China’s purchases in Trump trade deal missing target



Jonathan Garber|Fox Business

China is lagging behind on purchase commitments made to the U.S. under a phase one trade agreement that President Trump hailed as a signature accomplishment of his first term.

After a slow start as the COVID-19 pandemic roiled global commerce, Beijing has bought just $56.4 billion of American goods this year, according to Chinese data.

The partial trade deal signed in January said China, over the next two years, must buy $200 billion more of U.S. exports than the roughly $130 billion bought in 2017. The agreement calls for the purchase of about $32 billion of U.S. agriculture products.

“China and the United States should create conditions and atmosphere to eliminate interference and implement jointly the first phase of China-US economic and trade agreement,” said Li Kuiwenn, policy and research deputy director at China’s General Administration of Customs.

China’s slow response to informing the world about the severity of COVID-19 and its passing of national security law in Hong Kong that bypassed the “One Country, Two Systems” framework that was promised for the 50 years following the 1998 British handover, has ratcheted up tensions between Washington and Beijing and jeopardized the second phase of trade negotiations.

COVID-19, which was first reported in the Chinese city of Wuhan, has infected more than 3.4 million Americans and killed more than 136,000. Stay-at-home orders aimed at slowing the spread of the virus forced non-essential businesses to close their doors, inflicting trillions of dollars of damage to the U.S. economy.
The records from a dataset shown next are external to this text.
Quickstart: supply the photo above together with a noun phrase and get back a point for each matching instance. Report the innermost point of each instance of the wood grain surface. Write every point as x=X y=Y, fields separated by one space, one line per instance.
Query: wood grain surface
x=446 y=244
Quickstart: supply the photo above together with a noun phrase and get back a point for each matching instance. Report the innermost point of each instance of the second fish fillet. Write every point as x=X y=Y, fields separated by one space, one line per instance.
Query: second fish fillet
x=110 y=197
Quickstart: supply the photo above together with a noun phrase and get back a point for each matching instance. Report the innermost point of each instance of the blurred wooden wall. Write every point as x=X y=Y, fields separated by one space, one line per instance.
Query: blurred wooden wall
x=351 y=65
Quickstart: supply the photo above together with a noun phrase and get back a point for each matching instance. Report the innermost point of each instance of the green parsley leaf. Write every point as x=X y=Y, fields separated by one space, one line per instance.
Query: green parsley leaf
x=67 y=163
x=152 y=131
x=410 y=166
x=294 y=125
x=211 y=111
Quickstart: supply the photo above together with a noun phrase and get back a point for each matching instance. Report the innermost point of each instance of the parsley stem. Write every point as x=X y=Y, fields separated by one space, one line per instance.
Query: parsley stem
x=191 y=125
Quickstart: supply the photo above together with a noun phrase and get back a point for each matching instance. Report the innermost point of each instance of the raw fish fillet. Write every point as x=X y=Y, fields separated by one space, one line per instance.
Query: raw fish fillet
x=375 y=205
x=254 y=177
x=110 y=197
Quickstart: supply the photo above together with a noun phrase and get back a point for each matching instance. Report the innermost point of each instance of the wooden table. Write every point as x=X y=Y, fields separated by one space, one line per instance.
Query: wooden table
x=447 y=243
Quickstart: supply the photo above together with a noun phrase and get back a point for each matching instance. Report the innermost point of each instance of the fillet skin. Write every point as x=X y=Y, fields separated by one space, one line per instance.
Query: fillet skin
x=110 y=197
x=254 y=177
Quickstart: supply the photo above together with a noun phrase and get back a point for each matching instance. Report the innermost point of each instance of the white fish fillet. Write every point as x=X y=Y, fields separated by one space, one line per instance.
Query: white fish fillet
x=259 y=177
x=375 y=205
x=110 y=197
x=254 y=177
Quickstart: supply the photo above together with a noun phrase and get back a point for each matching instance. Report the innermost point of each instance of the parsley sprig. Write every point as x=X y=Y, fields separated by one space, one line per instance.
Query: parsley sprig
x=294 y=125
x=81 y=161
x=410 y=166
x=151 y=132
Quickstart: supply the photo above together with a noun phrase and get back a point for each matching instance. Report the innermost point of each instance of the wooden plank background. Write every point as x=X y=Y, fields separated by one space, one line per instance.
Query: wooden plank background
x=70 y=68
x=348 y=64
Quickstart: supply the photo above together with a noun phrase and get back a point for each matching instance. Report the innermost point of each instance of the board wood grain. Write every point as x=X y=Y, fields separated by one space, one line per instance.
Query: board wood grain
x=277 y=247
Despite the antagonism, Beijing remains committed to following through on its end of the trade pact. The U.S. has exported 1.76 million metric tons of corn and 129,000 metric tons of soybeans for the 2020/2021 marketing year, U.S. Food and Drug Administration data showed.

President Trump, for his part, said last month that the partial trade agreement remains “fully intact,” but has recently expressed reservations about going further.

The next part of the agreement had been expected to focus on Chinese subsidies, digital and data discrimination, and forced technology transfers. Without a second deal, Trump has said he would maintain tariffs on $375 billion of Chinese merchandise.